Visionary Art, Baltimore. Photo Miriam Sagan.

                                              Haibun:                                                   Haibun :The Waltz
Vienna in summer,is a magical place of musical dreams.a day spent in the Schonbrunn palace gardens,taking photographs,sharing my lunch with squirrels,geese and pigeons;admiring the Greek statuary,mingling with tourists from all over the world.
On the second evening we went to the opera  to see a play by Puccini.The grandeur of the opera house,the magnificent paintings,the statues of the Muses ,the grand staircase worn smooth by generations of elegantly dressed people,overwhelmed me.
We left during the interval as my host ,a handsome gentleman in a linen suit and a crimson silk tie and I wanted to get some fresh air and see Vienna in the evening.We made an interesting couple,my European host and I in my Oriental dress, an emerald green silk  saree.
We walked past old buildings and fancy new ones , past cafes ,stopped to listen to street musicians.Suddenly one of my sandals broke,literally came apart at the seams and I sat on a stone bench and told my host we would have to take a taxi home as I could’nt walk in broken sandals.
He said ‘ Why don’t you take them off …you could walk barefoot.’ Seeing my shocked expression,he added,’ I will take off my shoes also and then we can both go barefoot’.
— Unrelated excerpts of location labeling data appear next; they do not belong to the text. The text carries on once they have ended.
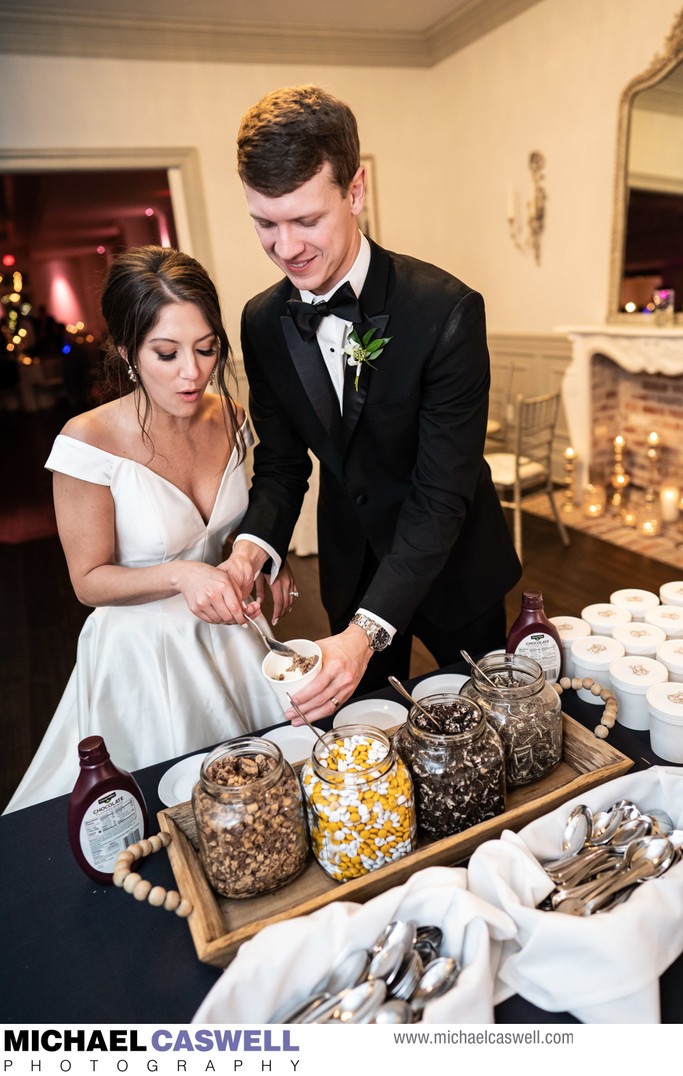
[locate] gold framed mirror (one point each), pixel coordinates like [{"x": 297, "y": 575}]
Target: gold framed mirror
[{"x": 648, "y": 202}]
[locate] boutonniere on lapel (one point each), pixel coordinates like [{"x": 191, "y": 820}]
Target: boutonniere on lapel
[{"x": 364, "y": 351}]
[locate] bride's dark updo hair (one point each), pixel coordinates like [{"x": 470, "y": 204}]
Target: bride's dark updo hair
[{"x": 139, "y": 283}]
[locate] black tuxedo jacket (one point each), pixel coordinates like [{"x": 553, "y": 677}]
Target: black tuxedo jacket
[{"x": 402, "y": 472}]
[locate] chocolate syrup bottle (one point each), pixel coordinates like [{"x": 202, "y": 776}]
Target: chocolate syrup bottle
[
  {"x": 107, "y": 811},
  {"x": 534, "y": 636}
]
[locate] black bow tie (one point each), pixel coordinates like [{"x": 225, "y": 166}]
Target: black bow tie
[{"x": 308, "y": 315}]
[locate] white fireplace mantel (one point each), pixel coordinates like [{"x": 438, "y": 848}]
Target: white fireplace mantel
[{"x": 636, "y": 349}]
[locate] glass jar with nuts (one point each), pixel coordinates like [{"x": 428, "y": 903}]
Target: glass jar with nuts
[{"x": 250, "y": 818}]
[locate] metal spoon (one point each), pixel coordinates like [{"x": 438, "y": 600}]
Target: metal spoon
[
  {"x": 274, "y": 645},
  {"x": 401, "y": 690},
  {"x": 306, "y": 720},
  {"x": 478, "y": 668}
]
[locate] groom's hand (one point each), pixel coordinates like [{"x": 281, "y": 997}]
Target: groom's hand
[{"x": 345, "y": 657}]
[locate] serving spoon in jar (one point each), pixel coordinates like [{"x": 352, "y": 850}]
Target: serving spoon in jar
[{"x": 401, "y": 690}]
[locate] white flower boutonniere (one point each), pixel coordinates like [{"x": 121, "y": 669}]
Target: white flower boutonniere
[{"x": 364, "y": 351}]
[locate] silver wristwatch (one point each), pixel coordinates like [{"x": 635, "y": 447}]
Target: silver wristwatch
[{"x": 378, "y": 636}]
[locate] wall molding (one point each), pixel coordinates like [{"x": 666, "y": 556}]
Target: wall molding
[{"x": 29, "y": 29}]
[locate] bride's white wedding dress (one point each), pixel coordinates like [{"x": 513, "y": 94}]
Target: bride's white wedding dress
[{"x": 153, "y": 679}]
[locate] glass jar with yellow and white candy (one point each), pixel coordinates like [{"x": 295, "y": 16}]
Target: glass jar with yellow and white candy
[{"x": 359, "y": 802}]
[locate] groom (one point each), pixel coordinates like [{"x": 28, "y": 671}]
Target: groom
[{"x": 379, "y": 365}]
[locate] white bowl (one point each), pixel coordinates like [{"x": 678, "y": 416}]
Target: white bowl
[
  {"x": 670, "y": 653},
  {"x": 640, "y": 638},
  {"x": 636, "y": 600},
  {"x": 671, "y": 593},
  {"x": 603, "y": 617},
  {"x": 631, "y": 677},
  {"x": 274, "y": 665},
  {"x": 665, "y": 704},
  {"x": 593, "y": 656},
  {"x": 668, "y": 617},
  {"x": 569, "y": 628}
]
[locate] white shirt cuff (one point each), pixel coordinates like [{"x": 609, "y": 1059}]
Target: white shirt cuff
[
  {"x": 271, "y": 552},
  {"x": 383, "y": 623}
]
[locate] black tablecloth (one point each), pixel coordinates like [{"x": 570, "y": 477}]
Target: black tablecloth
[{"x": 77, "y": 952}]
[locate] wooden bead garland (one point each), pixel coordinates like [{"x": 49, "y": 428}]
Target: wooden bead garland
[
  {"x": 138, "y": 887},
  {"x": 611, "y": 706}
]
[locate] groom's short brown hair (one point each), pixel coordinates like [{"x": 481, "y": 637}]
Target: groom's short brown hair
[{"x": 285, "y": 139}]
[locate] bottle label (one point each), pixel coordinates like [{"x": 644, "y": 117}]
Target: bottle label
[
  {"x": 543, "y": 649},
  {"x": 111, "y": 823}
]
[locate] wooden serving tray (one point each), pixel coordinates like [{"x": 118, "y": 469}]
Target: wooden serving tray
[{"x": 219, "y": 925}]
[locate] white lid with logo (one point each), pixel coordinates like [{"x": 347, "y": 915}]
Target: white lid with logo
[
  {"x": 666, "y": 701},
  {"x": 570, "y": 627},
  {"x": 635, "y": 674},
  {"x": 636, "y": 600},
  {"x": 670, "y": 618},
  {"x": 639, "y": 637},
  {"x": 596, "y": 651},
  {"x": 603, "y": 617},
  {"x": 670, "y": 653},
  {"x": 671, "y": 593}
]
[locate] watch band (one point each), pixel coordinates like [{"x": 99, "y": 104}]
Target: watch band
[{"x": 378, "y": 636}]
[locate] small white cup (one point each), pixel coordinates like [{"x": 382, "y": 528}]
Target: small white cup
[
  {"x": 569, "y": 628},
  {"x": 665, "y": 704},
  {"x": 603, "y": 617},
  {"x": 670, "y": 653},
  {"x": 669, "y": 618},
  {"x": 593, "y": 656},
  {"x": 631, "y": 677},
  {"x": 671, "y": 593},
  {"x": 636, "y": 600},
  {"x": 274, "y": 665},
  {"x": 640, "y": 638}
]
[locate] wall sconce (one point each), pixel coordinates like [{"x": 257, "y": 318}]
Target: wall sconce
[{"x": 535, "y": 208}]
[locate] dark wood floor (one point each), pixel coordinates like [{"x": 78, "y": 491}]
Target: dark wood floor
[{"x": 40, "y": 619}]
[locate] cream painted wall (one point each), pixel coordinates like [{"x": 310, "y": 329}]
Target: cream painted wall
[{"x": 447, "y": 144}]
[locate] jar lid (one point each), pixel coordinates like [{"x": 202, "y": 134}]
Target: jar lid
[
  {"x": 635, "y": 599},
  {"x": 671, "y": 593},
  {"x": 670, "y": 652},
  {"x": 636, "y": 674},
  {"x": 605, "y": 617},
  {"x": 597, "y": 651},
  {"x": 670, "y": 618},
  {"x": 666, "y": 701},
  {"x": 570, "y": 627},
  {"x": 639, "y": 637}
]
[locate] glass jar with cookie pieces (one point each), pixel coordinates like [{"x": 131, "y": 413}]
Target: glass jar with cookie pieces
[
  {"x": 251, "y": 824},
  {"x": 359, "y": 802},
  {"x": 525, "y": 710},
  {"x": 457, "y": 764}
]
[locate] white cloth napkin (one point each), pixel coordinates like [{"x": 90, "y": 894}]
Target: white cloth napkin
[
  {"x": 603, "y": 968},
  {"x": 282, "y": 964}
]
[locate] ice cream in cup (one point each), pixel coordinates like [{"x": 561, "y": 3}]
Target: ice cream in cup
[{"x": 288, "y": 675}]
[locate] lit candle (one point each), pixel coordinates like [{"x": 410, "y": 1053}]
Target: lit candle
[{"x": 669, "y": 496}]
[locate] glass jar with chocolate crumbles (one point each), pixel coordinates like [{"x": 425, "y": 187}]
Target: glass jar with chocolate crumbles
[
  {"x": 250, "y": 818},
  {"x": 456, "y": 762},
  {"x": 524, "y": 708}
]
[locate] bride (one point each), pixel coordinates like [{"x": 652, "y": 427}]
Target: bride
[{"x": 147, "y": 487}]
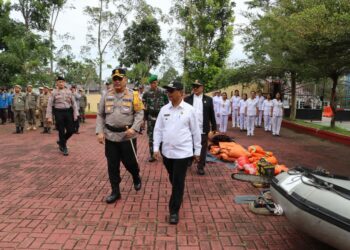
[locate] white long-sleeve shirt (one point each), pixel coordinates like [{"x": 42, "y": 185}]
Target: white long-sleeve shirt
[
  {"x": 242, "y": 106},
  {"x": 178, "y": 131},
  {"x": 252, "y": 105},
  {"x": 277, "y": 107},
  {"x": 235, "y": 102},
  {"x": 267, "y": 104},
  {"x": 225, "y": 107}
]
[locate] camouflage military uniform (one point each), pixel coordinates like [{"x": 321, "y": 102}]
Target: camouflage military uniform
[
  {"x": 153, "y": 101},
  {"x": 18, "y": 108},
  {"x": 31, "y": 103}
]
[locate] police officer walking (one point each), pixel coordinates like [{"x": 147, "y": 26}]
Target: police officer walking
[
  {"x": 18, "y": 108},
  {"x": 43, "y": 101},
  {"x": 66, "y": 112},
  {"x": 31, "y": 104},
  {"x": 119, "y": 117},
  {"x": 178, "y": 131},
  {"x": 82, "y": 105},
  {"x": 153, "y": 99}
]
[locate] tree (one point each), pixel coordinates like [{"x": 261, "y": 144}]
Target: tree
[
  {"x": 207, "y": 34},
  {"x": 104, "y": 26},
  {"x": 142, "y": 43}
]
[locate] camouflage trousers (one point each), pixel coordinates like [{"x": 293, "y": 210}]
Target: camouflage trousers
[
  {"x": 20, "y": 118},
  {"x": 150, "y": 127}
]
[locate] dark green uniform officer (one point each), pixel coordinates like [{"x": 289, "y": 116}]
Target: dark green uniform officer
[
  {"x": 119, "y": 117},
  {"x": 154, "y": 99}
]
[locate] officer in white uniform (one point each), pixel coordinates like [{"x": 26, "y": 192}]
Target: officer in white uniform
[
  {"x": 251, "y": 113},
  {"x": 267, "y": 105},
  {"x": 258, "y": 120},
  {"x": 235, "y": 109},
  {"x": 216, "y": 102},
  {"x": 242, "y": 115},
  {"x": 277, "y": 114},
  {"x": 224, "y": 111},
  {"x": 178, "y": 131}
]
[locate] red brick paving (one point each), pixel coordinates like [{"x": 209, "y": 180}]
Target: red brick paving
[{"x": 48, "y": 201}]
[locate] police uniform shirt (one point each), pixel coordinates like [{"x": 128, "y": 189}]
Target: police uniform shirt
[
  {"x": 117, "y": 110},
  {"x": 235, "y": 102},
  {"x": 61, "y": 99},
  {"x": 178, "y": 131},
  {"x": 252, "y": 104},
  {"x": 267, "y": 105},
  {"x": 277, "y": 107},
  {"x": 198, "y": 106}
]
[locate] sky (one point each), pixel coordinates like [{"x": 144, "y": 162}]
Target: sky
[{"x": 74, "y": 22}]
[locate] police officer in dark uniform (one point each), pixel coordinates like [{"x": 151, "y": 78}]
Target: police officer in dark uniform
[
  {"x": 66, "y": 112},
  {"x": 119, "y": 117}
]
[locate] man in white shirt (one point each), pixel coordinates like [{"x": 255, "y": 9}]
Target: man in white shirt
[
  {"x": 260, "y": 99},
  {"x": 235, "y": 109},
  {"x": 251, "y": 113},
  {"x": 178, "y": 131},
  {"x": 203, "y": 106}
]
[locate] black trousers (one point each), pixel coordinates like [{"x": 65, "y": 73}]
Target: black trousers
[
  {"x": 177, "y": 169},
  {"x": 204, "y": 150},
  {"x": 117, "y": 152},
  {"x": 3, "y": 115},
  {"x": 64, "y": 124}
]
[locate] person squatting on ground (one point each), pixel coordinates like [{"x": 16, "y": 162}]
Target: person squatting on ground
[
  {"x": 235, "y": 109},
  {"x": 224, "y": 112},
  {"x": 18, "y": 108},
  {"x": 251, "y": 113},
  {"x": 31, "y": 105},
  {"x": 119, "y": 117},
  {"x": 178, "y": 131},
  {"x": 242, "y": 113},
  {"x": 62, "y": 102},
  {"x": 205, "y": 115},
  {"x": 267, "y": 105},
  {"x": 153, "y": 99},
  {"x": 277, "y": 114}
]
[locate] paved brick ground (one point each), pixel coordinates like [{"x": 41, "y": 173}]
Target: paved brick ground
[{"x": 48, "y": 201}]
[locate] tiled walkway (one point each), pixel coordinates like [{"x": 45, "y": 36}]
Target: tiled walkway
[{"x": 48, "y": 201}]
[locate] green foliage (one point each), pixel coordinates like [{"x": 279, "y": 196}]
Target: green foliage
[
  {"x": 207, "y": 33},
  {"x": 143, "y": 43}
]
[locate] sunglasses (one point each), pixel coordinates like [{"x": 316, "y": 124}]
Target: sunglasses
[{"x": 117, "y": 78}]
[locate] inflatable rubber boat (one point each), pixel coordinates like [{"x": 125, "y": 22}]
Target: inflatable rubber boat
[{"x": 317, "y": 203}]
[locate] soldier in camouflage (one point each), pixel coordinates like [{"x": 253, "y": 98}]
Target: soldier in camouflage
[
  {"x": 154, "y": 99},
  {"x": 18, "y": 109}
]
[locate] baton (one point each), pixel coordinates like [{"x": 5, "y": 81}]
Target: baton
[{"x": 133, "y": 148}]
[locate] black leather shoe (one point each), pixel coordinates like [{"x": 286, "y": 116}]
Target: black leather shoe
[
  {"x": 137, "y": 184},
  {"x": 200, "y": 171},
  {"x": 174, "y": 219},
  {"x": 65, "y": 151},
  {"x": 113, "y": 197}
]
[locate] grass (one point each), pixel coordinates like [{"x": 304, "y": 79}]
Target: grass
[{"x": 336, "y": 130}]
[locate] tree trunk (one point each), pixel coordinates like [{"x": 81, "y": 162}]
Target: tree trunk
[
  {"x": 333, "y": 98},
  {"x": 293, "y": 107}
]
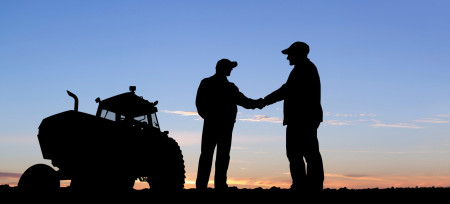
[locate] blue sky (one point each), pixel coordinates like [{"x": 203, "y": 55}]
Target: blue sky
[{"x": 384, "y": 69}]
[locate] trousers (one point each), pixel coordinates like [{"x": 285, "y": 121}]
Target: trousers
[
  {"x": 215, "y": 134},
  {"x": 305, "y": 160}
]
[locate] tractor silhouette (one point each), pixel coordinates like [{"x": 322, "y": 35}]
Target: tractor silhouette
[{"x": 111, "y": 150}]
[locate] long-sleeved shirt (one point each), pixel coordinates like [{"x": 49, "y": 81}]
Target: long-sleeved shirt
[
  {"x": 301, "y": 95},
  {"x": 217, "y": 99}
]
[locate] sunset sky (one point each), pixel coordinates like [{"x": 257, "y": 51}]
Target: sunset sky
[{"x": 384, "y": 68}]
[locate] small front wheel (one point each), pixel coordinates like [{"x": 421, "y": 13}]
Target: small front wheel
[{"x": 39, "y": 178}]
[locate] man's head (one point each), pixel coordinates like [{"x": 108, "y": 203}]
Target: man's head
[
  {"x": 224, "y": 67},
  {"x": 296, "y": 52}
]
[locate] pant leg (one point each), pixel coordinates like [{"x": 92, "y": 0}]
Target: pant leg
[
  {"x": 302, "y": 142},
  {"x": 313, "y": 158},
  {"x": 223, "y": 155},
  {"x": 209, "y": 141},
  {"x": 295, "y": 156}
]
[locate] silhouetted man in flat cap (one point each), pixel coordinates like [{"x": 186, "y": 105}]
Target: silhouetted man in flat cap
[
  {"x": 302, "y": 117},
  {"x": 216, "y": 103}
]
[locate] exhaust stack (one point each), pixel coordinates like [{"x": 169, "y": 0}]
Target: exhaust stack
[{"x": 76, "y": 100}]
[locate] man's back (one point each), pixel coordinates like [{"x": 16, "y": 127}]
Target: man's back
[
  {"x": 217, "y": 99},
  {"x": 302, "y": 94}
]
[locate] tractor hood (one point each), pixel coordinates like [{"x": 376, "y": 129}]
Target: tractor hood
[{"x": 128, "y": 103}]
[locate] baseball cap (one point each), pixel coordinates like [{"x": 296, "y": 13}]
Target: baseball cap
[{"x": 297, "y": 47}]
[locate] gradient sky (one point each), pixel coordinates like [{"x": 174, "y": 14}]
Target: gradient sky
[{"x": 384, "y": 68}]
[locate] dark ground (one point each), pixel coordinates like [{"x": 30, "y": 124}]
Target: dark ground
[{"x": 253, "y": 196}]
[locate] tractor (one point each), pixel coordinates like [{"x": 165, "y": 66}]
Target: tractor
[{"x": 109, "y": 151}]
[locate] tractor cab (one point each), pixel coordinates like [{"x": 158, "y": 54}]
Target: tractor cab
[{"x": 128, "y": 107}]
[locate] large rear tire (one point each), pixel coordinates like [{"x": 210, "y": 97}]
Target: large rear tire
[
  {"x": 39, "y": 178},
  {"x": 167, "y": 171}
]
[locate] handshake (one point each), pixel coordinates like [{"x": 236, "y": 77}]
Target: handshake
[{"x": 260, "y": 103}]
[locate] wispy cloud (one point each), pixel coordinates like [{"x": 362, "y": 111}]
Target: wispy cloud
[
  {"x": 396, "y": 125},
  {"x": 262, "y": 118},
  {"x": 432, "y": 120},
  {"x": 338, "y": 122},
  {"x": 183, "y": 113}
]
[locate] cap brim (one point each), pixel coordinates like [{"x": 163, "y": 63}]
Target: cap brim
[{"x": 233, "y": 64}]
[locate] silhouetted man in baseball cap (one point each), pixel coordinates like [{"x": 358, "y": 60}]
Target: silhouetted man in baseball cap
[
  {"x": 302, "y": 117},
  {"x": 216, "y": 102}
]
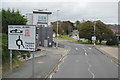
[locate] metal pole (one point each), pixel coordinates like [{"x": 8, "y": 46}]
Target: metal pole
[
  {"x": 33, "y": 58},
  {"x": 57, "y": 28},
  {"x": 94, "y": 30},
  {"x": 10, "y": 60}
]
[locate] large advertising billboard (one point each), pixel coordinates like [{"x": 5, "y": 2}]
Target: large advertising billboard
[
  {"x": 40, "y": 19},
  {"x": 21, "y": 37}
]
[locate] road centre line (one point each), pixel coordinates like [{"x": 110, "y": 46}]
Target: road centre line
[
  {"x": 76, "y": 48},
  {"x": 114, "y": 63},
  {"x": 90, "y": 70},
  {"x": 86, "y": 54},
  {"x": 90, "y": 48},
  {"x": 85, "y": 51}
]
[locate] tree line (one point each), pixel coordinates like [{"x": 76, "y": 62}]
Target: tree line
[
  {"x": 10, "y": 17},
  {"x": 86, "y": 30}
]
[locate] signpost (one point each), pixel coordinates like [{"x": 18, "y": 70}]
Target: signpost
[
  {"x": 21, "y": 37},
  {"x": 94, "y": 39}
]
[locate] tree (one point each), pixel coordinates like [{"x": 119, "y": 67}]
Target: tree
[
  {"x": 77, "y": 24},
  {"x": 11, "y": 18},
  {"x": 102, "y": 32},
  {"x": 64, "y": 27},
  {"x": 86, "y": 30}
]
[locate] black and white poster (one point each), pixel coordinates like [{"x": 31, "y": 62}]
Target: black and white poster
[{"x": 21, "y": 37}]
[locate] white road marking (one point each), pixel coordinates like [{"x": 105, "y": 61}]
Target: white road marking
[
  {"x": 90, "y": 48},
  {"x": 85, "y": 53},
  {"x": 114, "y": 63},
  {"x": 90, "y": 70},
  {"x": 40, "y": 62},
  {"x": 76, "y": 48}
]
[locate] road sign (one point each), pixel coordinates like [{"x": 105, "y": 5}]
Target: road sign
[
  {"x": 21, "y": 37},
  {"x": 45, "y": 43},
  {"x": 93, "y": 38}
]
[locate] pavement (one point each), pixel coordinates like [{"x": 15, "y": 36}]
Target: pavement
[
  {"x": 83, "y": 61},
  {"x": 45, "y": 62},
  {"x": 111, "y": 52}
]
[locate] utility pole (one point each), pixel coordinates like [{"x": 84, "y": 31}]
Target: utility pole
[
  {"x": 57, "y": 28},
  {"x": 94, "y": 31}
]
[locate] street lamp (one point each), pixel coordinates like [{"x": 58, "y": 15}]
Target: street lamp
[
  {"x": 57, "y": 28},
  {"x": 94, "y": 31}
]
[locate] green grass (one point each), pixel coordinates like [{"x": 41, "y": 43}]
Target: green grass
[
  {"x": 6, "y": 56},
  {"x": 64, "y": 37},
  {"x": 85, "y": 42}
]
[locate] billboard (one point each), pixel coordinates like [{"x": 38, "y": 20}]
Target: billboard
[
  {"x": 40, "y": 19},
  {"x": 21, "y": 37}
]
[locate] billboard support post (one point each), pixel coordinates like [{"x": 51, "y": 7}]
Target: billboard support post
[
  {"x": 10, "y": 60},
  {"x": 33, "y": 60}
]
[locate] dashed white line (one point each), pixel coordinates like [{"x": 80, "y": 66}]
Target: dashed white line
[
  {"x": 90, "y": 70},
  {"x": 114, "y": 63},
  {"x": 85, "y": 53},
  {"x": 90, "y": 48},
  {"x": 76, "y": 48}
]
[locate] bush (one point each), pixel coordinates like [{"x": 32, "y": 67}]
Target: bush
[{"x": 112, "y": 41}]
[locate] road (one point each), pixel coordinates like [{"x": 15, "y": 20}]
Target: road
[{"x": 85, "y": 62}]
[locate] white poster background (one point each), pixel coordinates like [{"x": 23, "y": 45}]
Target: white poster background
[{"x": 21, "y": 37}]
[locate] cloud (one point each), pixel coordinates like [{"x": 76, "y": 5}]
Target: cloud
[{"x": 105, "y": 11}]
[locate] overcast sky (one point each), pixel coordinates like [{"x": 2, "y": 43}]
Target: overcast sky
[{"x": 104, "y": 10}]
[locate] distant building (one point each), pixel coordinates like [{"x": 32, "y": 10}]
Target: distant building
[
  {"x": 116, "y": 30},
  {"x": 38, "y": 17},
  {"x": 44, "y": 31}
]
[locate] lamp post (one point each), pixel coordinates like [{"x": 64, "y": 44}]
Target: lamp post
[
  {"x": 94, "y": 31},
  {"x": 57, "y": 28}
]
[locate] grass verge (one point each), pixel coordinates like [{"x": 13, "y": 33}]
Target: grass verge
[
  {"x": 64, "y": 37},
  {"x": 84, "y": 42}
]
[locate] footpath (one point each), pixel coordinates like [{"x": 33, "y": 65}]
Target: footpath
[
  {"x": 111, "y": 52},
  {"x": 45, "y": 61}
]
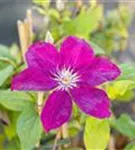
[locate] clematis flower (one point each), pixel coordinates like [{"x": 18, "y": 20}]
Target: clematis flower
[{"x": 72, "y": 74}]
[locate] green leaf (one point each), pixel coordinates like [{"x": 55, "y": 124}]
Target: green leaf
[
  {"x": 130, "y": 146},
  {"x": 88, "y": 20},
  {"x": 42, "y": 3},
  {"x": 29, "y": 128},
  {"x": 15, "y": 100},
  {"x": 85, "y": 23},
  {"x": 125, "y": 125},
  {"x": 4, "y": 52},
  {"x": 96, "y": 134},
  {"x": 117, "y": 89},
  {"x": 128, "y": 72},
  {"x": 5, "y": 74},
  {"x": 97, "y": 49}
]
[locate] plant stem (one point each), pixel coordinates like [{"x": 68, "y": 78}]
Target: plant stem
[
  {"x": 58, "y": 135},
  {"x": 40, "y": 101}
]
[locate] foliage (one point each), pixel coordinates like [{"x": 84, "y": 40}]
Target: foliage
[{"x": 106, "y": 34}]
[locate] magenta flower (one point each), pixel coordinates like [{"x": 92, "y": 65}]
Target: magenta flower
[{"x": 73, "y": 73}]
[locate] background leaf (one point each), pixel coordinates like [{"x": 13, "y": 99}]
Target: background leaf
[
  {"x": 5, "y": 74},
  {"x": 96, "y": 134},
  {"x": 15, "y": 100},
  {"x": 125, "y": 125}
]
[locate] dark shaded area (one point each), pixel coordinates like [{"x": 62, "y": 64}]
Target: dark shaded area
[{"x": 10, "y": 12}]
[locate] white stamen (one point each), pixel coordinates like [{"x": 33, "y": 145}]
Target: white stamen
[{"x": 66, "y": 78}]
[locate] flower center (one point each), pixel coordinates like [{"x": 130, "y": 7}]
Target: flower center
[{"x": 66, "y": 78}]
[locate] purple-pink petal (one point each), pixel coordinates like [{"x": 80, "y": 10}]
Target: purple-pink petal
[
  {"x": 32, "y": 79},
  {"x": 100, "y": 71},
  {"x": 76, "y": 52},
  {"x": 57, "y": 110},
  {"x": 43, "y": 56},
  {"x": 92, "y": 101}
]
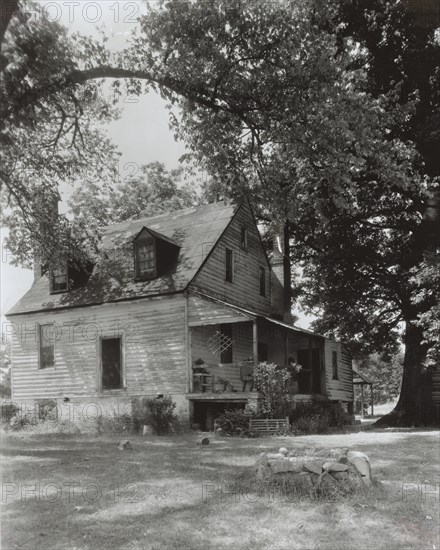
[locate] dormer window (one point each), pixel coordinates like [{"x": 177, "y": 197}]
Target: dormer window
[
  {"x": 145, "y": 259},
  {"x": 154, "y": 255},
  {"x": 59, "y": 278},
  {"x": 66, "y": 275},
  {"x": 243, "y": 237}
]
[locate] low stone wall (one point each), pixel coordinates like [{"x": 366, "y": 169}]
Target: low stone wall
[{"x": 333, "y": 472}]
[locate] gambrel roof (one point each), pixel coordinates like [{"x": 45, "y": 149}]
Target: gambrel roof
[{"x": 195, "y": 230}]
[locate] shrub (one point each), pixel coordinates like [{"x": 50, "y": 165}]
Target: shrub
[
  {"x": 21, "y": 421},
  {"x": 123, "y": 423},
  {"x": 157, "y": 413},
  {"x": 47, "y": 409},
  {"x": 9, "y": 410},
  {"x": 235, "y": 423},
  {"x": 272, "y": 383},
  {"x": 313, "y": 418}
]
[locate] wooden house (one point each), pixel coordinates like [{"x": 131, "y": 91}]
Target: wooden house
[{"x": 181, "y": 304}]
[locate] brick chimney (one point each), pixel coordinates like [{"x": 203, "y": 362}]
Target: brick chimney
[{"x": 281, "y": 276}]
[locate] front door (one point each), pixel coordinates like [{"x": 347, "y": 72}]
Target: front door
[
  {"x": 309, "y": 377},
  {"x": 111, "y": 363}
]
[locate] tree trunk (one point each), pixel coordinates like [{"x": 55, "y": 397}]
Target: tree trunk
[{"x": 415, "y": 407}]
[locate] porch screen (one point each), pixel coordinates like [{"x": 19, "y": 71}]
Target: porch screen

This made me laugh and I quickly took off the other sandal and wrapped them both in my cardigan and explored the city.Nobody seemed to notice my shoeless state, perhaps my silk saree distracted them from my feet.I felt very much at home,and even now when I think of those warm cobblestones against my feet,I smile 
                                                     scent of pine
                                                     in the hazy moon-
                                                     another birthday

Previously published in Haiku Canada Review, 2005


Visionary Art, Baltimore. Photo Miriam Sagan.

5 thoughts on “Two Haibun by Angelee Deodhar

    • Dear Angelee,
      I was touched with your love for your grandchild. What fun you two have together.
      And had to laugh at you in your beautiful green silk saree–barefoot. Thank you for posting. Such a good read.

  1. Mesmerising – both haibun by Dr Angelee! Visual images conjured showcase the power of her writing!
    I can ‘see’ her playing games with her little grandson! 🙂 The image of her walking barefoot in her green silk sari in Vienna with her companion comes alive too!

  2. very interesting. I could visualize everything you spoke of and remembered the afternoon I spent walking through the maze and the games I played at the labyrinth of Schloss Schönbrunn. Magical.